Automobile

Another rough year may be ahead for auto suppliers

Suppliers have been dealing with one operating crisis after another since 2019, when the UAW’s strike against General Motors in the U.S. created major planning and financial ripples throughout the supply chain.

Since then, companies have dealt with the pandemic, higher prices for energy and raw materials, labor shortages, complications in logistics, factory shutdowns in China, production interruptions at subtier parts factories and market uncertainty over how quickly automakers will roll out new electric vehicles or wind down legacy internal combustion programs.

“This coming fourth quarter, we will have basically been in this situation for four years,” Robinet said. “That respite that a lot of suppliers hoped for as volumes came back — they just haven’t had that kind of relief. It’s been calamity after calamity after calamity.”
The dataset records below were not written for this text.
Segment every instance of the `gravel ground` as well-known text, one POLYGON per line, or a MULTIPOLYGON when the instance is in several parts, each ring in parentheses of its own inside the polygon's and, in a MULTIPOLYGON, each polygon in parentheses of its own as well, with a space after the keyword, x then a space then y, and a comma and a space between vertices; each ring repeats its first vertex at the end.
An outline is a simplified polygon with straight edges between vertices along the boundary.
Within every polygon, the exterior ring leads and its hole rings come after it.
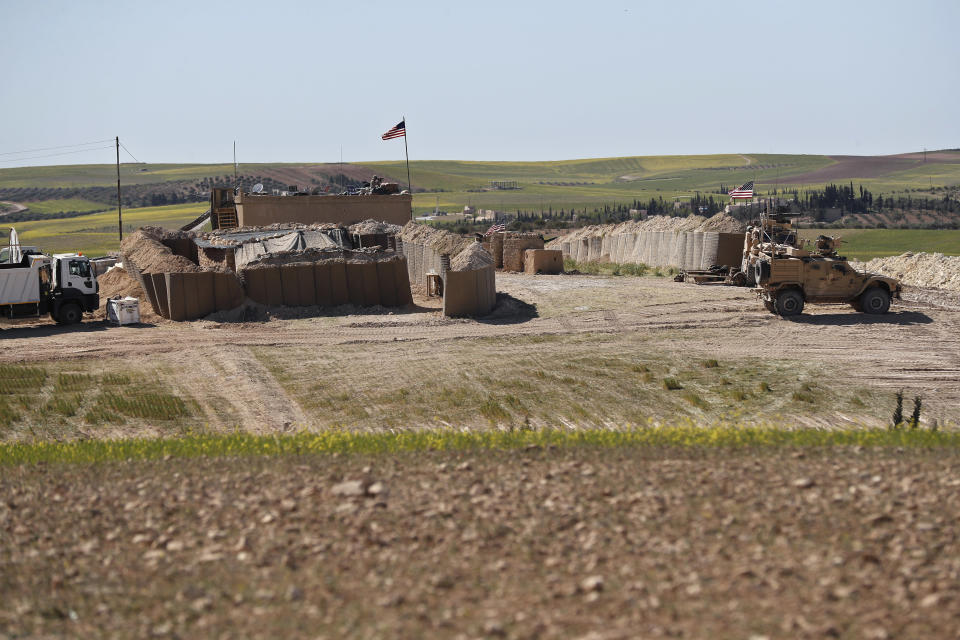
POLYGON ((956 637, 958 471, 589 448, 5 469, 0 637, 956 637))

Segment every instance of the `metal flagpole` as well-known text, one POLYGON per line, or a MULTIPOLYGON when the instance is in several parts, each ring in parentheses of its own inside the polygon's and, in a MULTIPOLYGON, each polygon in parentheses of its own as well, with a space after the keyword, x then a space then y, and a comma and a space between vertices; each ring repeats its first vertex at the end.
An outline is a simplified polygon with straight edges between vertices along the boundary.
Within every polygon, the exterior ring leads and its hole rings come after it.
POLYGON ((120 136, 114 139, 117 143, 117 233, 120 236, 120 242, 123 242, 123 207, 120 202, 120 136))
MULTIPOLYGON (((410 192, 411 202, 413 202, 413 185, 410 184, 410 151, 407 149, 407 116, 403 116, 403 152, 407 156, 407 191, 410 192)), ((413 207, 410 208, 413 209, 413 207)))

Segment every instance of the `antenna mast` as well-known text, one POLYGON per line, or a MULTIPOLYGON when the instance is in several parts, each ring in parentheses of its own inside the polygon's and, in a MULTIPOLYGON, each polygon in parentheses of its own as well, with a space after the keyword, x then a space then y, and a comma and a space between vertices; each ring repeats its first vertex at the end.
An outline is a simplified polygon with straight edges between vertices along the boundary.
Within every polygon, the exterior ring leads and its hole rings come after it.
POLYGON ((120 136, 115 138, 117 144, 117 232, 120 242, 123 242, 123 212, 120 208, 120 136))

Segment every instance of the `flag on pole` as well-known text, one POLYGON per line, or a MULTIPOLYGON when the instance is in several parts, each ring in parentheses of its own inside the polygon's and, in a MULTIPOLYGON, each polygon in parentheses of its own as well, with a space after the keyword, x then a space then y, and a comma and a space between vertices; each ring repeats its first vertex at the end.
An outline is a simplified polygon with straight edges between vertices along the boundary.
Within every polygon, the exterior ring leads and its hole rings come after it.
POLYGON ((393 129, 380 136, 381 140, 393 140, 394 138, 403 138, 407 135, 406 120, 401 120, 393 129))
POLYGON ((737 187, 730 193, 728 193, 731 198, 752 198, 753 197, 753 180, 750 182, 744 182, 741 186, 737 187))

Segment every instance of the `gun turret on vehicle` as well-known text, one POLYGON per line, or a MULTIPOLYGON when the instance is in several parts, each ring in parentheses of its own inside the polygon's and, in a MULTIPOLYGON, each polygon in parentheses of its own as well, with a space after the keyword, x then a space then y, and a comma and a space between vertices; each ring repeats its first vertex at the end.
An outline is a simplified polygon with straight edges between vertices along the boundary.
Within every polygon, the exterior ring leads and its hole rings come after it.
MULTIPOLYGON (((794 234, 778 236, 776 221, 765 221, 770 234, 759 234, 751 242, 747 235, 745 271, 752 273, 757 297, 771 313, 792 316, 806 303, 847 303, 857 311, 880 314, 890 309, 890 300, 899 298, 901 285, 895 278, 862 273, 838 253, 838 238, 820 236, 814 251, 807 251, 794 234), (778 240, 783 241, 778 241, 778 240)), ((781 230, 782 234, 782 230, 781 230)))

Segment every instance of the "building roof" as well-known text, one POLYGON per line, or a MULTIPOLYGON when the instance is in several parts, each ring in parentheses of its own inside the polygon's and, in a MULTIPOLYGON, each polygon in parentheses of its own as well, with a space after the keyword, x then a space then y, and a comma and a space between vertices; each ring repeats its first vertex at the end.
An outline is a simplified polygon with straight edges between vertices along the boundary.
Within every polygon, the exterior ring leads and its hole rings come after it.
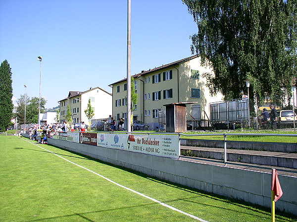
MULTIPOLYGON (((148 70, 147 70, 147 71, 145 71, 145 70, 142 71, 141 72, 141 73, 139 73, 138 74, 135 74, 132 76, 134 78, 136 78, 139 77, 141 76, 144 76, 145 75, 147 75, 147 74, 149 74, 149 73, 152 73, 154 72, 156 72, 158 70, 165 69, 166 68, 169 68, 169 67, 170 67, 172 66, 174 66, 175 65, 178 65, 180 63, 188 61, 189 60, 190 60, 191 59, 195 58, 197 57, 198 57, 198 56, 197 55, 193 55, 192 56, 188 57, 188 58, 181 59, 178 61, 176 61, 175 62, 171 62, 171 63, 168 63, 166 65, 162 65, 161 66, 159 66, 158 67, 155 68, 154 69, 149 69, 148 70)), ((122 82, 124 82, 124 81, 127 81, 127 78, 125 78, 122 80, 120 80, 119 81, 117 81, 117 82, 116 82, 115 83, 111 84, 108 85, 108 86, 112 86, 115 84, 117 84, 118 83, 120 83, 122 82)))
POLYGON ((90 91, 92 91, 92 90, 94 90, 94 89, 99 89, 100 90, 101 90, 103 92, 106 92, 107 94, 109 94, 110 95, 112 95, 112 93, 111 93, 110 92, 108 92, 107 91, 105 91, 105 90, 101 89, 100 87, 95 87, 95 88, 91 88, 90 89, 88 89, 87 91, 83 91, 83 92, 80 92, 80 91, 69 91, 69 93, 68 93, 68 97, 67 98, 65 98, 63 99, 61 99, 60 101, 58 101, 58 102, 61 102, 61 101, 66 100, 67 100, 68 99, 71 98, 71 97, 81 95, 82 94, 85 93, 86 92, 89 92, 90 91))

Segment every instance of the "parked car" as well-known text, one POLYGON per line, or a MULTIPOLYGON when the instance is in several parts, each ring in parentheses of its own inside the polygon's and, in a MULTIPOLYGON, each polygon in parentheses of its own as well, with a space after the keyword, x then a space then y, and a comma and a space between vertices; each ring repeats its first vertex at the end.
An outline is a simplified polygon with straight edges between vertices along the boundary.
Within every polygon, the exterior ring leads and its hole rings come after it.
POLYGON ((149 126, 148 124, 140 120, 133 120, 133 130, 148 130, 149 128, 149 126))
MULTIPOLYGON (((294 116, 293 110, 280 110, 278 111, 278 128, 293 127, 294 116)), ((295 121, 296 120, 297 120, 297 116, 295 114, 295 121)))
MULTIPOLYGON (((79 130, 80 129, 81 125, 81 123, 75 123, 74 124, 74 130, 79 130)), ((89 127, 89 125, 86 125, 86 129, 88 129, 88 127, 89 127)))
POLYGON ((91 129, 93 131, 99 130, 103 131, 104 130, 104 122, 100 121, 93 123, 91 125, 91 129))

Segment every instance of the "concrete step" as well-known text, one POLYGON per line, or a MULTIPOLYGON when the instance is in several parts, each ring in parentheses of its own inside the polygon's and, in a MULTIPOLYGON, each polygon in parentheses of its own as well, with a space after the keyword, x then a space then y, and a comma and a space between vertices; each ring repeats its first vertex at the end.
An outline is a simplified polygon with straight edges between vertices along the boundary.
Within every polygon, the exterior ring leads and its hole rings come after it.
MULTIPOLYGON (((224 160, 224 149, 222 148, 181 146, 181 154, 186 150, 191 150, 193 155, 198 157, 224 160)), ((296 153, 227 149, 227 161, 297 169, 296 153)))

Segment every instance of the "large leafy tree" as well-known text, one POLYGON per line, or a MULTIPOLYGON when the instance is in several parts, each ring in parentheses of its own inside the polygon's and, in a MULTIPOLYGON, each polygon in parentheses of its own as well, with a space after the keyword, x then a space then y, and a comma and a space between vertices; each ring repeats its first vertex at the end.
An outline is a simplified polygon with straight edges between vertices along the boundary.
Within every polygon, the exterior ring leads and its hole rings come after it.
MULTIPOLYGON (((17 100, 18 106, 16 108, 16 116, 19 124, 23 124, 25 119, 25 98, 26 96, 26 123, 37 123, 38 122, 38 113, 39 112, 39 98, 33 97, 30 98, 26 94, 21 95, 17 100)), ((45 105, 47 103, 44 98, 40 98, 40 112, 43 113, 45 110, 45 105)))
POLYGON ((296 0, 182 1, 198 27, 192 53, 214 72, 204 75, 212 94, 238 98, 247 79, 258 96, 290 94, 297 68, 296 0))
POLYGON ((0 66, 0 132, 6 131, 12 117, 11 74, 9 64, 5 60, 0 66))

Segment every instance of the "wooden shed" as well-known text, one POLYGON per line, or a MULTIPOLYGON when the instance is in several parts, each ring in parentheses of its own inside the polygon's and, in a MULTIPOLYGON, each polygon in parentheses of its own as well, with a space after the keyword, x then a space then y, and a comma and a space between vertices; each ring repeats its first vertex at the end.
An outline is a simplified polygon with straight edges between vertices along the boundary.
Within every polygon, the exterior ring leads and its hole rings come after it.
POLYGON ((194 102, 176 102, 163 105, 166 107, 166 133, 187 131, 186 105, 194 102))

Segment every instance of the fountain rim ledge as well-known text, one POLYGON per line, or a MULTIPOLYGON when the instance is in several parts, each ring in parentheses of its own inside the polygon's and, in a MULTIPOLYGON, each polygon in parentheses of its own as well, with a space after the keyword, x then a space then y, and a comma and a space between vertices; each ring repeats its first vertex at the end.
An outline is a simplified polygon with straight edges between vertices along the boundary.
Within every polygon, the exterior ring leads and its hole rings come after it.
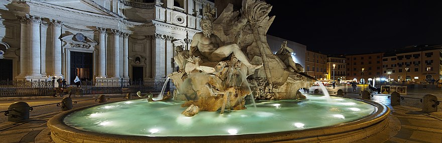
MULTIPOLYGON (((51 136, 55 142, 255 142, 294 141, 353 141, 376 134, 388 125, 390 110, 386 105, 373 101, 348 97, 346 98, 364 102, 377 108, 374 113, 365 117, 336 125, 304 130, 284 131, 265 133, 232 135, 198 136, 149 136, 103 133, 82 130, 67 125, 64 121, 68 115, 82 109, 103 104, 122 102, 98 103, 66 111, 52 117, 47 123, 51 129, 51 136)), ((138 100, 140 99, 134 99, 138 100)))

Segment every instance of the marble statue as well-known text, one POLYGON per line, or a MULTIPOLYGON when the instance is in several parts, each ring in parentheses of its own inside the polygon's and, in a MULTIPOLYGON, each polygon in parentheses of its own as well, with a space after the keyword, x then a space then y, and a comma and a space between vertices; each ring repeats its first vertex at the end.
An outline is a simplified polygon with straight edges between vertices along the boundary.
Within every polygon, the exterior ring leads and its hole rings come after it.
POLYGON ((288 47, 287 47, 287 41, 284 41, 281 44, 281 48, 276 52, 276 56, 284 62, 285 66, 291 68, 291 70, 296 72, 301 73, 304 72, 304 68, 301 64, 295 63, 292 58, 292 53, 293 53, 293 50, 288 47))
MULTIPOLYGON (((256 69, 262 66, 262 64, 253 65, 250 63, 238 46, 239 38, 237 38, 236 43, 225 45, 219 37, 212 33, 214 10, 207 7, 205 9, 211 10, 205 12, 206 17, 201 20, 200 26, 202 32, 197 33, 193 36, 190 44, 190 56, 195 55, 195 53, 199 52, 200 54, 196 55, 200 55, 211 62, 220 62, 233 53, 239 60, 249 68, 256 69)), ((240 33, 237 37, 241 36, 240 33)))
POLYGON ((191 107, 183 114, 244 109, 249 95, 304 99, 298 90, 316 81, 293 61, 286 42, 276 55, 270 50, 266 33, 274 19, 268 16, 272 7, 255 0, 243 0, 242 5, 234 11, 230 4, 216 19, 214 10, 205 7, 202 32, 194 35, 190 51, 177 48, 174 58, 180 70, 168 76, 177 87, 173 98, 191 107))

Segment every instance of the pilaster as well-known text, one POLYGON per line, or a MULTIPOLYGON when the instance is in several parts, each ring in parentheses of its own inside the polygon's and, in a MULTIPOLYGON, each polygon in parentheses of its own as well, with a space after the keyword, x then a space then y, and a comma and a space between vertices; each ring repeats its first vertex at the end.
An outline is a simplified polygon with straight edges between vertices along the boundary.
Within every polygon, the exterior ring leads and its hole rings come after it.
POLYGON ((125 79, 129 79, 129 37, 128 33, 123 33, 123 78, 125 79))
POLYGON ((120 35, 121 32, 113 29, 111 31, 114 33, 114 78, 121 78, 120 74, 120 35))
POLYGON ((59 38, 61 36, 62 26, 63 22, 60 21, 55 20, 51 20, 51 24, 52 25, 52 50, 53 53, 53 64, 54 69, 54 76, 58 77, 63 77, 61 73, 61 57, 63 54, 61 52, 61 40, 59 38))
POLYGON ((105 78, 106 74, 106 29, 96 27, 96 31, 100 33, 99 47, 98 48, 98 77, 105 78))

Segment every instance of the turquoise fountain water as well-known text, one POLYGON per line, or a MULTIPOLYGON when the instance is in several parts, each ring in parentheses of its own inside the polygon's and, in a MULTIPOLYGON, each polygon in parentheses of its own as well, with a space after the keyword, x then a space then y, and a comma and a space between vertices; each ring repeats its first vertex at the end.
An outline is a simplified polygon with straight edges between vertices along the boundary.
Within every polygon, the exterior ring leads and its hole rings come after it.
MULTIPOLYGON (((376 107, 353 99, 306 95, 307 99, 262 101, 257 109, 181 114, 182 101, 138 99, 76 111, 64 122, 76 128, 116 134, 200 136, 264 133, 338 125, 372 114, 376 107)), ((253 106, 247 104, 248 107, 253 106)))

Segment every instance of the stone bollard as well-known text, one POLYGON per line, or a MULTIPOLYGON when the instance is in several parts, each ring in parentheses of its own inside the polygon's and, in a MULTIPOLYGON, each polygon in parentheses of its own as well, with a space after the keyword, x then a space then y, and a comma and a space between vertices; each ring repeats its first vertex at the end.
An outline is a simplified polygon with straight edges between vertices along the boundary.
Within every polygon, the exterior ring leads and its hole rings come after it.
POLYGON ((132 99, 132 95, 131 95, 131 93, 128 93, 128 94, 126 94, 126 99, 132 99))
POLYGON ((368 91, 364 90, 362 91, 362 99, 370 99, 370 92, 368 91))
POLYGON ((400 105, 400 94, 397 92, 393 92, 390 96, 390 101, 392 106, 400 105))
POLYGON ((338 94, 337 95, 344 96, 344 92, 342 91, 342 89, 338 90, 338 94))
POLYGON ((422 111, 430 113, 437 111, 437 104, 433 100, 437 100, 437 97, 431 94, 426 94, 422 99, 422 111))
POLYGON ((29 119, 29 104, 25 102, 16 102, 9 105, 8 121, 16 121, 29 119))
POLYGON ((98 98, 100 98, 99 103, 106 102, 106 95, 100 95, 100 96, 98 98))
POLYGON ((72 98, 69 97, 63 98, 61 99, 61 110, 67 111, 72 109, 72 98))

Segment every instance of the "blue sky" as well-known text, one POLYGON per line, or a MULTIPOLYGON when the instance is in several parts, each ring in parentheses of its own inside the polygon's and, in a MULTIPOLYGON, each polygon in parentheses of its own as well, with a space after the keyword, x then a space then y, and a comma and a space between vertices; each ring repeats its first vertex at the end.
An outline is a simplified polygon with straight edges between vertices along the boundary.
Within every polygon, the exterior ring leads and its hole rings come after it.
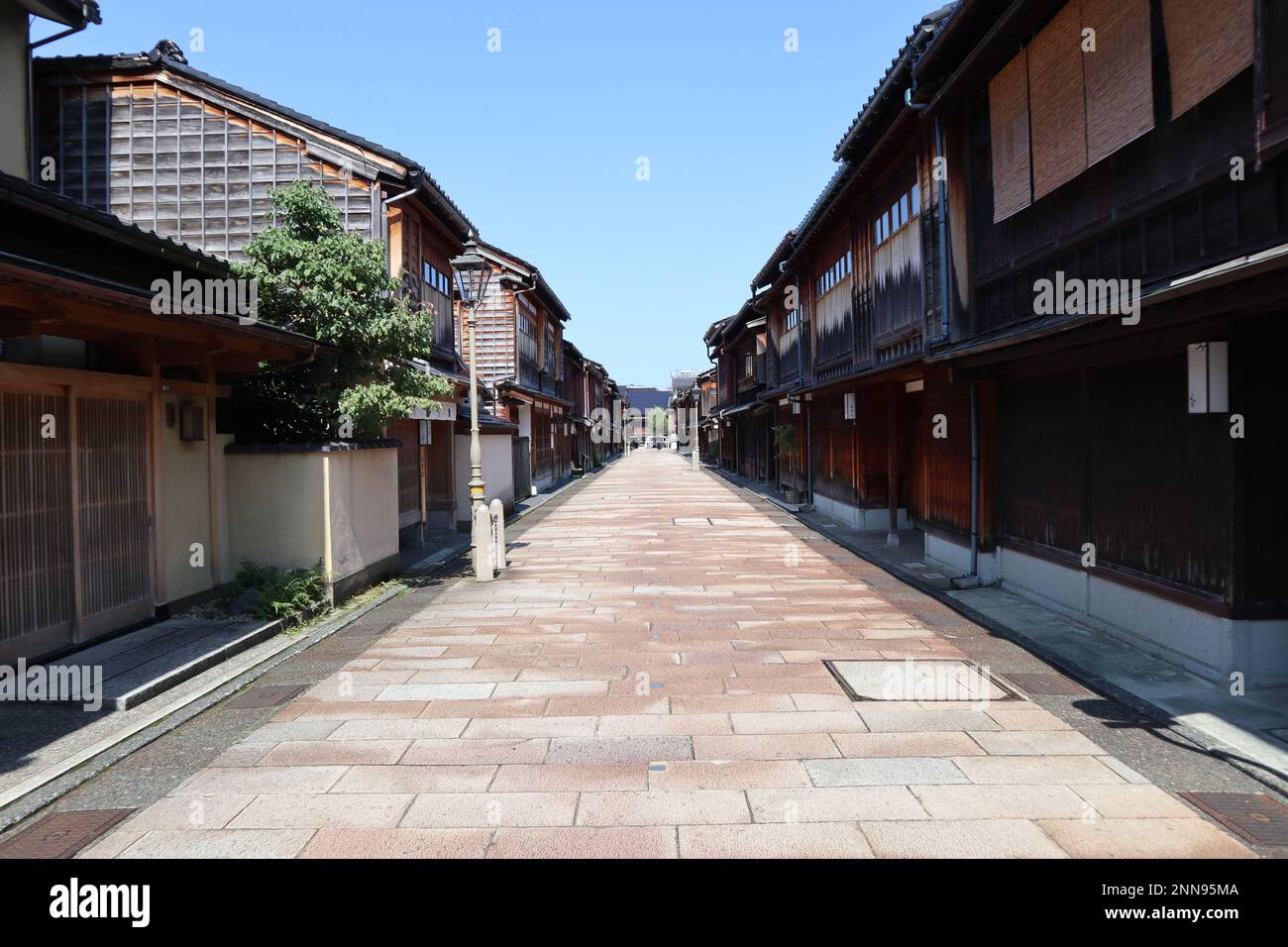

But PwC’s Carrannanto said that suppliers can navigate this period of uncertainty and emerge stronger than they were when they entered it in 2019. He said firms should use this year to focus on ways to improve liquidity and profitability while keeping their long-term focus on making sure they are set up well for the era of electrification and connectivity.

“Any supplier can certainly benefit if they make the right moves in their portfolio and their footprint to be more flexible and come out of the recessionary pressures in a stronger and more profitable position,” he said.

He predicted that a large number of mergers and acquisitions will likely occur over the next year, particularly in areas related to EVs, electronics and software. Given the financial distress many companies find themselves in, there could be some value buys to be had for companies looking to bolster their positions in those areas, he said.

“Now is the time to rethink your portfolio and your capacity to see if you can create more value in this time frame,” Carrannanto said.

The past few years have driven home the importance of being nimble and flexible, Robinet said.

“There’s just a lot going on,” he said. “There’s more than just one significant issue that these suppliers need to deal with at one time.”